SMR

Auch bekannt als: SMRs

SMR steht für Small Modular Reactor und bezeichnet eine neue Generation von Kernkraftwerken.

Was ist ein SMR (Small Modular Reactor)?

Ein Small Modular Reactor (SMR) ist ein kleiner, modular aufgebauter Kernreaktor, der im Vergleich zu herkömmlichen Kernkraftwerken deutlich kleiner ist und fabrikgefertigt sowie modulweise an den Einsatzort transportiert und dort montiert werden kann. Diese Technologie soll die Kernenergie flexibler, kostengünstiger und sicherer machen.

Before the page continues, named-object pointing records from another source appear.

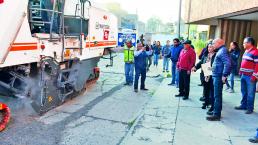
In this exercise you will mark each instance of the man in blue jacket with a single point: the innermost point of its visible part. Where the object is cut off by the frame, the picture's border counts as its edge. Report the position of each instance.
(165, 54)
(140, 57)
(221, 68)
(175, 51)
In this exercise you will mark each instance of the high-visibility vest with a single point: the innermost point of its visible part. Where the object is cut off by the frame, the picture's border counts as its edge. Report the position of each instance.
(129, 54)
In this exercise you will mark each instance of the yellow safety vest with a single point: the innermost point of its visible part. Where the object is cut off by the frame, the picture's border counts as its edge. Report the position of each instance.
(129, 54)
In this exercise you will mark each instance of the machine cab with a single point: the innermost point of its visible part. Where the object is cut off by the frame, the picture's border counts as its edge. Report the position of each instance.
(58, 17)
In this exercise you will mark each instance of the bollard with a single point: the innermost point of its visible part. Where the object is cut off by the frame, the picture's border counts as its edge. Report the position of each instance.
(4, 109)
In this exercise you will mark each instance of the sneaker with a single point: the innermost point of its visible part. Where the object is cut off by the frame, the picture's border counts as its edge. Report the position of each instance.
(202, 99)
(211, 109)
(179, 95)
(240, 108)
(227, 88)
(185, 98)
(253, 140)
(248, 112)
(213, 118)
(210, 113)
(144, 89)
(231, 91)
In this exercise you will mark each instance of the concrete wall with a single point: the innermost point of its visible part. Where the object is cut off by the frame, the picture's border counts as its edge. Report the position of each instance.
(205, 9)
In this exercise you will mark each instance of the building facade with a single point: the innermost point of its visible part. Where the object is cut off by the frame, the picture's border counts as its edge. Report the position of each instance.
(231, 20)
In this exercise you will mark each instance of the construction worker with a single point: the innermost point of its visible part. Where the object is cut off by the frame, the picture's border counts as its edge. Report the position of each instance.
(129, 62)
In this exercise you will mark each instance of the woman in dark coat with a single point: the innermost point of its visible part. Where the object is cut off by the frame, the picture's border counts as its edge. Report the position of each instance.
(208, 57)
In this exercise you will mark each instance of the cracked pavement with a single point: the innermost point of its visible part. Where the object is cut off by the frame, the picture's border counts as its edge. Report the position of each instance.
(101, 116)
(109, 113)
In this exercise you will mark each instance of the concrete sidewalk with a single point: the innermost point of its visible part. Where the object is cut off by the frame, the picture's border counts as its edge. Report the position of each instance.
(168, 120)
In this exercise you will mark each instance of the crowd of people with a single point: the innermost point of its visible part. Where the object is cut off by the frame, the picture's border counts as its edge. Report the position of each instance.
(222, 64)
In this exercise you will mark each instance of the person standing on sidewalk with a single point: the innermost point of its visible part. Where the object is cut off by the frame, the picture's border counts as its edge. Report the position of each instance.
(185, 64)
(129, 62)
(156, 49)
(234, 54)
(255, 138)
(140, 66)
(165, 54)
(220, 70)
(175, 52)
(149, 59)
(248, 72)
(208, 89)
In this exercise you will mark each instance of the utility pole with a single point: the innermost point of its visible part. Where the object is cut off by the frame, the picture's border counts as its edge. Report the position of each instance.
(179, 18)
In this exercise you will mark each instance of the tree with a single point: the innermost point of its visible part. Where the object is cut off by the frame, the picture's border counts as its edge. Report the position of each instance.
(154, 24)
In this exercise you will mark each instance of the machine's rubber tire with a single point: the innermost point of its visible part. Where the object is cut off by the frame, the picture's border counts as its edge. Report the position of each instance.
(4, 109)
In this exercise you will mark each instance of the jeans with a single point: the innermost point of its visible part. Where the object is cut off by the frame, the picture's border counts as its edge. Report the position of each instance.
(129, 71)
(218, 86)
(232, 75)
(140, 72)
(208, 90)
(149, 62)
(165, 63)
(156, 59)
(248, 89)
(175, 74)
(184, 83)
(257, 133)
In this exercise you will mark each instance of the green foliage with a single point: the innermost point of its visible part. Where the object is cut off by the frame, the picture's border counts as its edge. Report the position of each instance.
(130, 124)
(153, 24)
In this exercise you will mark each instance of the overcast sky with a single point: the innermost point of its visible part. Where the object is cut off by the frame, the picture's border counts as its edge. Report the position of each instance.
(166, 10)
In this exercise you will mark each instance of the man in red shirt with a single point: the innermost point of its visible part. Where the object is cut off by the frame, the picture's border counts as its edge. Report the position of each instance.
(185, 64)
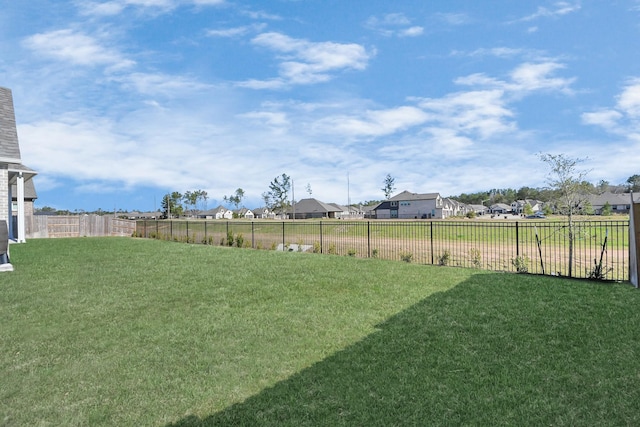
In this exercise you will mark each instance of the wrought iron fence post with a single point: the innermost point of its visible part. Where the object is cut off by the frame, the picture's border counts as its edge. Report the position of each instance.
(369, 239)
(431, 238)
(517, 240)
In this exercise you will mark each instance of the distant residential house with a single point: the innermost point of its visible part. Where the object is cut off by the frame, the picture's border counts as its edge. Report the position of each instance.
(13, 174)
(263, 213)
(518, 206)
(619, 202)
(478, 209)
(245, 213)
(500, 208)
(348, 212)
(217, 213)
(312, 208)
(454, 208)
(144, 215)
(407, 205)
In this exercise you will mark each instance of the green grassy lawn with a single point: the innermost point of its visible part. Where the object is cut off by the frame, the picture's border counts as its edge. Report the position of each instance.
(118, 331)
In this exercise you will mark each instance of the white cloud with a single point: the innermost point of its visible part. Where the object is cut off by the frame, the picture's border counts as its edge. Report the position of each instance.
(77, 48)
(525, 78)
(536, 76)
(394, 24)
(608, 119)
(160, 84)
(115, 7)
(373, 123)
(629, 99)
(236, 31)
(454, 18)
(561, 8)
(624, 118)
(480, 114)
(305, 62)
(411, 32)
(499, 52)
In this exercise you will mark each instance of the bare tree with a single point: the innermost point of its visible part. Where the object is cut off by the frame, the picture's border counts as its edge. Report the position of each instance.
(389, 186)
(571, 191)
(236, 199)
(277, 198)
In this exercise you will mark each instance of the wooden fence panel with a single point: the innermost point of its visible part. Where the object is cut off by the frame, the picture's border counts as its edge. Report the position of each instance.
(57, 226)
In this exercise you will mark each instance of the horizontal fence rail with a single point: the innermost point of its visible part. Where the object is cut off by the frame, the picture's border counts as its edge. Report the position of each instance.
(600, 248)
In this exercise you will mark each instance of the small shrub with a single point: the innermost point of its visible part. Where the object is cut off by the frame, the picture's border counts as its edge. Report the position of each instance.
(521, 264)
(406, 256)
(445, 258)
(475, 256)
(598, 272)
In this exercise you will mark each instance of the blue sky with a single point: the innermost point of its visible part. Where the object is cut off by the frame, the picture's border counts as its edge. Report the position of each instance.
(119, 102)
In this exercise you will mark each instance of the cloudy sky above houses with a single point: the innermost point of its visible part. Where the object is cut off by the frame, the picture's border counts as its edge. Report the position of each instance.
(119, 102)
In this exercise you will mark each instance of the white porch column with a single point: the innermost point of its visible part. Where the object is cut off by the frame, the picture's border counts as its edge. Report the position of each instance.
(21, 238)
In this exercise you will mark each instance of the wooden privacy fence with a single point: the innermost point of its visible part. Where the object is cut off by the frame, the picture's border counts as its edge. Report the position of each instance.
(600, 250)
(78, 226)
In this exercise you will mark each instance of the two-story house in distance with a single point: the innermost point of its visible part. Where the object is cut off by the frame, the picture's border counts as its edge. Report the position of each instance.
(407, 205)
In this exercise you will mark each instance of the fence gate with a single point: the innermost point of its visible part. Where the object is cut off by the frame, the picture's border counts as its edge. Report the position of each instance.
(634, 242)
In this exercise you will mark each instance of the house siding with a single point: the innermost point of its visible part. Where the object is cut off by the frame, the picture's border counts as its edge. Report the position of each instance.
(4, 195)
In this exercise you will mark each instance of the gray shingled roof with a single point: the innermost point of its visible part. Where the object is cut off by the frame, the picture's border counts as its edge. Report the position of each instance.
(407, 195)
(9, 147)
(313, 206)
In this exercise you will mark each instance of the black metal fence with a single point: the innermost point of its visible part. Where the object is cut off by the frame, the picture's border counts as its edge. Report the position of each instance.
(600, 248)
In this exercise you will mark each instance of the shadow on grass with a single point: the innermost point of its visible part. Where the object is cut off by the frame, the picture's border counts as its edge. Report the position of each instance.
(496, 350)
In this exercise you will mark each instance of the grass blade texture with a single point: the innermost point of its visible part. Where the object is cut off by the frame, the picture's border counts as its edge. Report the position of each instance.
(118, 331)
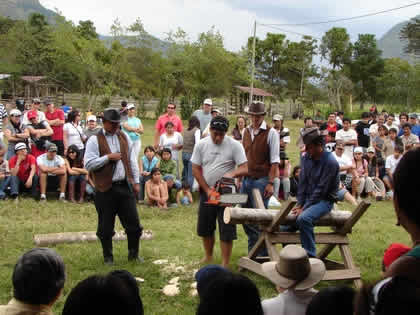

Detaillierte Erklärung zu SMR

  • Small (Klein): Im Gegensatz zu traditionellen Kernkraftwerken, deren elektrische Leistung oft im Gigawatt-Bereich liegt (z.B. 1.000 Megawatt und mehr), haben SMRs eine Leistung von typischerweise unter 300 Megawatt (elektrisch), oft sogar unter 100 MW. Diese geringere Größe ermöglicht eine flexiblere Standortwahl und eine bessere Anpassung an den lokalen Energiebedarf.
  • Modular (Modular): Dies ist ein Schlüsselelement der SMR-Technologie. Die Reaktoren werden serienmäßig in Fabriken hergestellt, ähnlich wie Flugzeugkomponenten oder Autos. Diese fabrikmäßige Fertigung soll die Baukosten senken, die Bauzeit verkürzen und die Qualitätskontrolle verbessern. Die Module können dann per Schiff, Bahn oder LKW zum Einsatzort transportiert und dort zusammengebaut werden. Das ist ein großer Unterschied zu den maßgegeschneiderten Großprojekten traditioneller Kernkraftwerke.
  • Reactor (Reaktor): Es handelt sich immer noch um einen Kernreaktor, der durch kontrollierte Kernspaltung Wärme erzeugt, die dann zur Stromerzeugung (oder auch zur Prozesswärme, Wasserentsalzung oder Herstellung von Wasserstoff) genutzt wird. Es gibt verschiedene SMR-Designs, die auf unterschiedlichen Reaktortechnologien basieren, z.B. Leichtwasserreaktoren, Hochtemperaturreaktoren oder Flüssigsalzreaktoren.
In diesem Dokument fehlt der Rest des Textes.